Yangwang U9 Xtreme Becomes Fastest Car in the World, hits 308mph!
BYD’s luxury performance offshoot, Yangwang, has taken a definitive lead in the speed wars. Its U9 Xtreme hypercar recently reached 308.4 mph (496.22 km/h) at ATP Papenburg in Germany, driven by Marc Basseng. This run overtook the Bugatti Chiron Super Sport 300+ record of 304.77 mph from 2019.

The U9 Xtreme’s hardware pushes existing EV tech toward its limits. Its powertrain includes four electric motors producing just under 3,000 hp, riding on a 1,200-volt electrical architecture rather than the standard 800 volts found in many EVs.
The battery uses BYD’s Blade Lithium Iron Phosphate design; semi-slick tires and an upgraded active suspension system (“DiSus-X”) help with stability at extreme speed.
Only 30 units of the U9 Xtreme will be produced globally.
That limited run makes this more than a feat of engineering; it becomes a statement about where EV performance can go.
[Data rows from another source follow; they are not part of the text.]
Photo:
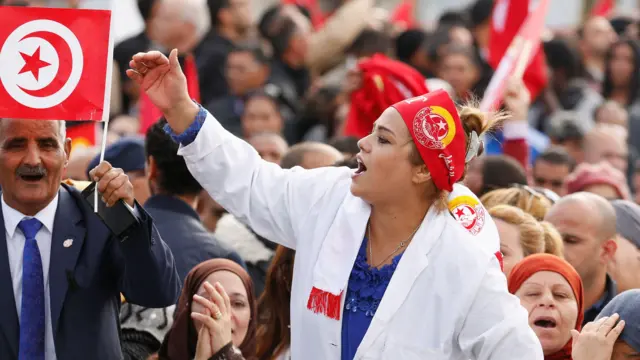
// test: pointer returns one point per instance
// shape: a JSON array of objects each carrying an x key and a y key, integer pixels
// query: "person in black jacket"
[{"x": 173, "y": 202}]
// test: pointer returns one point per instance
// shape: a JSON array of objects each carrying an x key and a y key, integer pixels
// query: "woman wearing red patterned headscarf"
[
  {"x": 395, "y": 260},
  {"x": 551, "y": 291}
]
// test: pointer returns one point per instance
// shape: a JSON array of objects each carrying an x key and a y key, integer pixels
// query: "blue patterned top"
[
  {"x": 192, "y": 131},
  {"x": 366, "y": 287}
]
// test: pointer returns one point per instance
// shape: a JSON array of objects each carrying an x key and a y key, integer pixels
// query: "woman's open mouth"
[
  {"x": 361, "y": 167},
  {"x": 546, "y": 322},
  {"x": 32, "y": 178}
]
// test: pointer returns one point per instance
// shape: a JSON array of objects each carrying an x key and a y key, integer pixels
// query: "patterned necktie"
[{"x": 32, "y": 309}]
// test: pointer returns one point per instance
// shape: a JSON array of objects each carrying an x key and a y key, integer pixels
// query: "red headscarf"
[
  {"x": 180, "y": 342},
  {"x": 547, "y": 262},
  {"x": 436, "y": 129},
  {"x": 384, "y": 83}
]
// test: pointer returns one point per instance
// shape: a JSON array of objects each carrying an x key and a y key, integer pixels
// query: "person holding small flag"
[
  {"x": 61, "y": 269},
  {"x": 396, "y": 260}
]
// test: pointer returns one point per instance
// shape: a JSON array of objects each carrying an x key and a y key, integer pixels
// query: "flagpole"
[
  {"x": 523, "y": 60},
  {"x": 103, "y": 146},
  {"x": 107, "y": 93}
]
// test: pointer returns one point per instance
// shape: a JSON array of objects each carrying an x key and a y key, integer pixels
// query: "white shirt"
[
  {"x": 447, "y": 299},
  {"x": 15, "y": 249}
]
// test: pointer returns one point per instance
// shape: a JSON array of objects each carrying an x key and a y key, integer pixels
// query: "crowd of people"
[{"x": 290, "y": 207}]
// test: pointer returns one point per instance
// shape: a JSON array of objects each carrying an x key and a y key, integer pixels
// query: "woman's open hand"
[
  {"x": 216, "y": 320},
  {"x": 595, "y": 341},
  {"x": 162, "y": 79}
]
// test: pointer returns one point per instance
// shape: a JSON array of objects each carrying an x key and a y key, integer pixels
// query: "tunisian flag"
[
  {"x": 53, "y": 63},
  {"x": 514, "y": 47},
  {"x": 603, "y": 8},
  {"x": 384, "y": 83},
  {"x": 82, "y": 134}
]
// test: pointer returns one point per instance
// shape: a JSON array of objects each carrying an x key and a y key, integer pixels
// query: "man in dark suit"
[
  {"x": 173, "y": 204},
  {"x": 61, "y": 270}
]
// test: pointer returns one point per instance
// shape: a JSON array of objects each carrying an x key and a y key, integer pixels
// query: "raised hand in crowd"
[
  {"x": 214, "y": 338},
  {"x": 596, "y": 340},
  {"x": 165, "y": 84},
  {"x": 113, "y": 184}
]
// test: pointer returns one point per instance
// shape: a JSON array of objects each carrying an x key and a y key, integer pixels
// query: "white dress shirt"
[{"x": 15, "y": 249}]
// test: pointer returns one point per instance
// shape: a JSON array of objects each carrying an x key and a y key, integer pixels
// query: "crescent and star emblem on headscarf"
[
  {"x": 41, "y": 64},
  {"x": 434, "y": 127}
]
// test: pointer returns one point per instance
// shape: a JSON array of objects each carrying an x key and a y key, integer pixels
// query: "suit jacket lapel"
[
  {"x": 8, "y": 316},
  {"x": 411, "y": 265},
  {"x": 68, "y": 224}
]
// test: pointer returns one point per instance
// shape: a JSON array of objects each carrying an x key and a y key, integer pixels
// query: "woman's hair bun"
[{"x": 473, "y": 119}]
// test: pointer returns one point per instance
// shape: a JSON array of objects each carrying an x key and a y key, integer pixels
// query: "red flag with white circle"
[{"x": 53, "y": 63}]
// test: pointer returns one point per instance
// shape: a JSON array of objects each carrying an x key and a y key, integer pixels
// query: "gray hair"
[{"x": 62, "y": 128}]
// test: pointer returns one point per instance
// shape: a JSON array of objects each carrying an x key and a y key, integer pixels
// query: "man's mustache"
[{"x": 26, "y": 170}]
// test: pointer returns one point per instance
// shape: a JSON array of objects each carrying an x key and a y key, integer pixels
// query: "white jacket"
[{"x": 447, "y": 299}]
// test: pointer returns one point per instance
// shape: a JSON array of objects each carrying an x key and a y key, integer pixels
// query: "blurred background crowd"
[{"x": 561, "y": 176}]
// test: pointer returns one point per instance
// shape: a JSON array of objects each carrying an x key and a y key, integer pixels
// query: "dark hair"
[
  {"x": 370, "y": 42},
  {"x": 561, "y": 55},
  {"x": 558, "y": 156},
  {"x": 214, "y": 10},
  {"x": 319, "y": 108},
  {"x": 279, "y": 32},
  {"x": 620, "y": 24},
  {"x": 267, "y": 18},
  {"x": 408, "y": 43},
  {"x": 634, "y": 85},
  {"x": 145, "y": 7},
  {"x": 274, "y": 335},
  {"x": 295, "y": 155},
  {"x": 564, "y": 127},
  {"x": 348, "y": 144},
  {"x": 454, "y": 18},
  {"x": 174, "y": 177},
  {"x": 265, "y": 93},
  {"x": 480, "y": 12},
  {"x": 436, "y": 41},
  {"x": 501, "y": 171},
  {"x": 255, "y": 50},
  {"x": 473, "y": 120},
  {"x": 456, "y": 49}
]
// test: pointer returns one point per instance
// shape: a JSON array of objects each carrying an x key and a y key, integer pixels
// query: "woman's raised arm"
[{"x": 273, "y": 202}]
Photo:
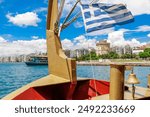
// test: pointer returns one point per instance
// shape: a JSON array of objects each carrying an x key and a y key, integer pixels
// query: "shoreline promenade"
[{"x": 84, "y": 63}]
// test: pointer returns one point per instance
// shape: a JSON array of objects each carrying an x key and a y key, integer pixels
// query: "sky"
[{"x": 23, "y": 27}]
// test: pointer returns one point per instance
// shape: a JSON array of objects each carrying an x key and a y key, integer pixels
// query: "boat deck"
[{"x": 140, "y": 94}]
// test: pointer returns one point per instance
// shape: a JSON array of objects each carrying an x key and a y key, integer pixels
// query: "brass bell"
[{"x": 132, "y": 79}]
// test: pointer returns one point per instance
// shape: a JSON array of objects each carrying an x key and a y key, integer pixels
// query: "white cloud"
[
  {"x": 2, "y": 40},
  {"x": 117, "y": 39},
  {"x": 143, "y": 28},
  {"x": 25, "y": 19},
  {"x": 78, "y": 24},
  {"x": 42, "y": 9},
  {"x": 78, "y": 43},
  {"x": 21, "y": 47},
  {"x": 1, "y": 1},
  {"x": 137, "y": 7},
  {"x": 35, "y": 37}
]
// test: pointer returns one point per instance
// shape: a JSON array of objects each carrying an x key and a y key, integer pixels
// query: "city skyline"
[{"x": 22, "y": 28}]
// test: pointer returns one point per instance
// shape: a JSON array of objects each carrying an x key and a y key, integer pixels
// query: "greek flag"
[{"x": 102, "y": 17}]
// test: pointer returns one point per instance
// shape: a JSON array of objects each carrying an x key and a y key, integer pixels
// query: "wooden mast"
[{"x": 58, "y": 63}]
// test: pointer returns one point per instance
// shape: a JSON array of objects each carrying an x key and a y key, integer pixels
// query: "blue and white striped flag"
[{"x": 101, "y": 17}]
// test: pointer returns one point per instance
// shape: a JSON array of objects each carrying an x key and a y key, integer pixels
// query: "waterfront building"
[
  {"x": 137, "y": 50},
  {"x": 102, "y": 47},
  {"x": 67, "y": 53},
  {"x": 127, "y": 49},
  {"x": 118, "y": 50}
]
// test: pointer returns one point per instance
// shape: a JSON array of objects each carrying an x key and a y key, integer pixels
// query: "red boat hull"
[{"x": 83, "y": 89}]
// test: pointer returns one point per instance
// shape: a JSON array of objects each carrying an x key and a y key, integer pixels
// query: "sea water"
[{"x": 16, "y": 75}]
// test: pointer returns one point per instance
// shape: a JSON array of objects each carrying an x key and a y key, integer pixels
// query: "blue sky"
[{"x": 15, "y": 26}]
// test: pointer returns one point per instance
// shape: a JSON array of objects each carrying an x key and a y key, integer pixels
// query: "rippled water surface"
[{"x": 15, "y": 75}]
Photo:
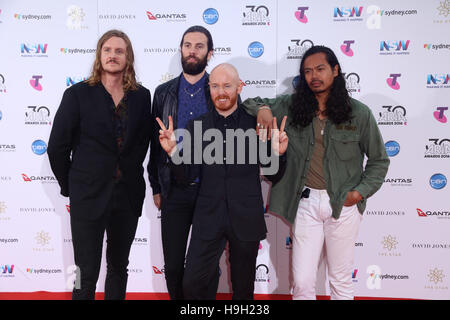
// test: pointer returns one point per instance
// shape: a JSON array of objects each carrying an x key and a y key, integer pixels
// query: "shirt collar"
[
  {"x": 234, "y": 116},
  {"x": 199, "y": 84}
]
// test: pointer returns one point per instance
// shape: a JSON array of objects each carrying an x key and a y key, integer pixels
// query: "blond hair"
[{"x": 129, "y": 75}]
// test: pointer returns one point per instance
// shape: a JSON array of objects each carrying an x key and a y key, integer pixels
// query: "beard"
[
  {"x": 194, "y": 68},
  {"x": 227, "y": 105}
]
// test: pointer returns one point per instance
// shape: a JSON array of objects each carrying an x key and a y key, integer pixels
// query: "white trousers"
[{"x": 315, "y": 230}]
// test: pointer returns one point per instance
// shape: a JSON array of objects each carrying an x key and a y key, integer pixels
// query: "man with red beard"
[
  {"x": 184, "y": 98},
  {"x": 229, "y": 205}
]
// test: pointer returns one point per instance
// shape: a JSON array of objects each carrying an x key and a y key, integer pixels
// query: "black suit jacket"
[
  {"x": 165, "y": 104},
  {"x": 83, "y": 150},
  {"x": 231, "y": 191}
]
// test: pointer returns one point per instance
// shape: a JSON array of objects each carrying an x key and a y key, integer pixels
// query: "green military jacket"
[{"x": 346, "y": 146}]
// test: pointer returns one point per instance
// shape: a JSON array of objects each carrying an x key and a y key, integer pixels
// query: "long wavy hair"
[
  {"x": 304, "y": 105},
  {"x": 129, "y": 75}
]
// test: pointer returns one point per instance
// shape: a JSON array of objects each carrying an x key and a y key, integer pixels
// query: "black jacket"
[
  {"x": 83, "y": 150},
  {"x": 231, "y": 191},
  {"x": 165, "y": 104}
]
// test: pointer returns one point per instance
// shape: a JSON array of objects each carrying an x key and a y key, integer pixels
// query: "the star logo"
[
  {"x": 42, "y": 238},
  {"x": 389, "y": 243},
  {"x": 435, "y": 275},
  {"x": 444, "y": 8},
  {"x": 166, "y": 77}
]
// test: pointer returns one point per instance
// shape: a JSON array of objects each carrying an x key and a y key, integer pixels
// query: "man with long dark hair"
[
  {"x": 99, "y": 140},
  {"x": 324, "y": 190},
  {"x": 184, "y": 98}
]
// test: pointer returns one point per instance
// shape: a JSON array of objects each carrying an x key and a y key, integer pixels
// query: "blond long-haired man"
[{"x": 97, "y": 145}]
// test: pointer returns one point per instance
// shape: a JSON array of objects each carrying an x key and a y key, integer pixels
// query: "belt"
[{"x": 305, "y": 193}]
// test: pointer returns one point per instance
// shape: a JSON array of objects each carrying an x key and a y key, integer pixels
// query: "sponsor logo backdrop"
[{"x": 395, "y": 58}]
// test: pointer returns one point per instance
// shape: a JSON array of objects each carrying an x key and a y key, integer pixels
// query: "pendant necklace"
[{"x": 192, "y": 94}]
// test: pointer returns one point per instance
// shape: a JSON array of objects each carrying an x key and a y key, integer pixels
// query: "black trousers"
[
  {"x": 177, "y": 210},
  {"x": 203, "y": 259},
  {"x": 120, "y": 223}
]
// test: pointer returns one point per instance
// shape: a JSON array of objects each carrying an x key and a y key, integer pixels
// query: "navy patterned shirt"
[{"x": 191, "y": 101}]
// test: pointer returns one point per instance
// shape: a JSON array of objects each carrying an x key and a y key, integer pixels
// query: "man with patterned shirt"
[
  {"x": 184, "y": 98},
  {"x": 99, "y": 140}
]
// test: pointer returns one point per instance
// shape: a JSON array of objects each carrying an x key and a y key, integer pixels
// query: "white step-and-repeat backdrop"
[{"x": 395, "y": 55}]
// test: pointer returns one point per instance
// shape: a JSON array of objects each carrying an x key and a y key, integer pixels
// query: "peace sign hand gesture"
[
  {"x": 167, "y": 137},
  {"x": 280, "y": 139}
]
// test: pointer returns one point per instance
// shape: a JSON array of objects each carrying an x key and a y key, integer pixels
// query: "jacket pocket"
[{"x": 346, "y": 145}]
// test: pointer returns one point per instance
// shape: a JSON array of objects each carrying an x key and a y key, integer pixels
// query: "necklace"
[
  {"x": 192, "y": 94},
  {"x": 321, "y": 124}
]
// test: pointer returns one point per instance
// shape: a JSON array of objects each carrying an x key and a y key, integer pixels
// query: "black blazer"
[
  {"x": 232, "y": 190},
  {"x": 165, "y": 104},
  {"x": 83, "y": 150}
]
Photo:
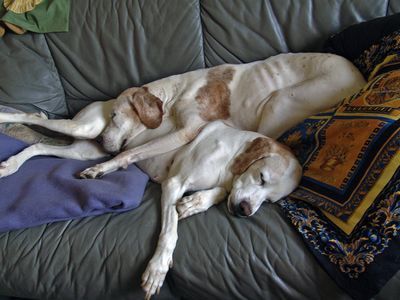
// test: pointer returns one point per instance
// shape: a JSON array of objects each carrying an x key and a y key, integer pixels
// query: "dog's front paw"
[
  {"x": 92, "y": 172},
  {"x": 190, "y": 205},
  {"x": 8, "y": 167},
  {"x": 154, "y": 276}
]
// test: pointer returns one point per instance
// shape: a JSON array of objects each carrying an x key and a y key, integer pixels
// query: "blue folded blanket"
[{"x": 46, "y": 189}]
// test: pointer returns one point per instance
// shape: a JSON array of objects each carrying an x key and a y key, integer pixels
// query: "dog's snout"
[{"x": 243, "y": 209}]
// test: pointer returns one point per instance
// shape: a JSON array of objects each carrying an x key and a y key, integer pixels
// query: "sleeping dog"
[
  {"x": 152, "y": 121},
  {"x": 221, "y": 160},
  {"x": 267, "y": 96}
]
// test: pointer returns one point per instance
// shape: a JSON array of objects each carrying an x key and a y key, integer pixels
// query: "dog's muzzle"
[{"x": 243, "y": 209}]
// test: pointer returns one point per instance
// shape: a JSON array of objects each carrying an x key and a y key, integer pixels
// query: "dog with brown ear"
[{"x": 220, "y": 160}]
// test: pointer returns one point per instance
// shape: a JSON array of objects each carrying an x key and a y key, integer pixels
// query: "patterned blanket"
[{"x": 347, "y": 207}]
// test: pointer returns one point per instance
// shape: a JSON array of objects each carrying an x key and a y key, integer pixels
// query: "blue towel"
[{"x": 46, "y": 189}]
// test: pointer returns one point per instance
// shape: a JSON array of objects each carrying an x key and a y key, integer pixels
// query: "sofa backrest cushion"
[{"x": 113, "y": 45}]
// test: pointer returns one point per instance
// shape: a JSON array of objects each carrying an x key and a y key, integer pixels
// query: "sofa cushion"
[
  {"x": 236, "y": 32},
  {"x": 29, "y": 79},
  {"x": 113, "y": 45}
]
BYD has been pushing toward higher voltages, better thermal management, torque vectoring, and improved aerodynamics. This record run shows that those incremental improvements are now combining to beat what was once thought almost untouchable.
There are caveats. That speed was reached in a one-way run, not the two-way average used in certain official land speed records.
There are also engineering trade-offs: tyres, battery cooling, and aerodynamic stability all become far more difficult at such high velocities. Still, placing this alongside combustion engine legends shows that EVs aren’t just catching up, they are surpassing old benchmarks where it matters most.
For the industry, this signals several things.
- First, high-voltage powertrains are no longer experimental; they are becoming necessary for pushing EV limits.
- Second, battery chemistry (LFP/Blade in this case) and packaging must evolve, since heat and discharge rates are harsh under top speed stress.
- Third, limited-production hypercars like U9 Xtreme serve dual purposes: technical proving grounds and brand halo vehicles that shift perception.
Competitors will now be forced to respond. Names like Koenigsegg, Rimac, Bugatti, and others are likely evaluating whether they can match or beat 308.4 mph while also addressing range, cost, and reliability. BYD has laid down a marker: extreme speed can go electric without compromises that were once considered unavoidable.